Hudson Woman’s Life Spent in 1890s Sioux Country Topic of February HHA Meeting
Hudson historian and professor emeritus David Adams will be the featured speaker at the February 11, 2016 meeting of Hudson Heritage Association, when he will share the story of Adelaide Rideout, a Hudson resident and graduate of Western Reserve Academy who spent her adult life helping Sioux Indians prepare for the monumental change facing their people at the end of the 19th century.
Adelaide left Hudson in 1889 at the age of 22 and headed for Indian country in the American West. For the next six years, she would assist, and eventually marry, Congregational missionary Frederick Riggs, who devoted his life to educating Sioux youth and preparing them for an uncertain future in a region undergoing rapid white settlement. Drawing on photos of the period, as well as Sioux artifacts given to Adelaide by her Indian students (and later given to the Hudson Library and Historical Society by the Rideout family), Adams will tell the story of Adelaide’s eventful and tragic life in the context of the momentous developments sweeping across Sioux country in the early 1890s, including the Ghost Dance religion, the death of Sitting Bull and the Wounded Knee massacre.

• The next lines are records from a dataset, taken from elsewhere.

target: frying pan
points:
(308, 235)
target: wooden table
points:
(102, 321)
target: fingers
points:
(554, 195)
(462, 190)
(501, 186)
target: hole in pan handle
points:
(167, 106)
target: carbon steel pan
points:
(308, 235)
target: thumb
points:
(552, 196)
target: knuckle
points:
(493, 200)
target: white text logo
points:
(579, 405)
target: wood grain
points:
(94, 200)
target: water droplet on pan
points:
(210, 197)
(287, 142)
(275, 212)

A long-time resident of Hudson, Adams is professor emeritus at Cleveland State University, where he continues to teach courses in Native American history and the history of the American West.
The Hudson Heritage Association meeting, which will be held at Barlow Community Center, begins at 7:30 p.m. and is free and open to the public. Refreshments will be served following the presentation.
Founded in 1962, Hudson Heritage Association works to protect historic buildings, the village streetscape, and the city’s Western Reserve architectural aesthetic. It encourages the preservation of historic buildings by providing research, resources and education to homeowners who wish to maintain their historic homes and co-sponsors the city’s work with the Cleveland Restoration Society. HHA also works with building owners to help them meet historic marker requirements and identifies those buildings with the HHA historic marker. The association shares and celebrates the history of Northeastern Ohio by publishing books and newsletters, conducting workshops and field trips, and hosting monthly meetings that feature local preservationists, historians and craftsmen.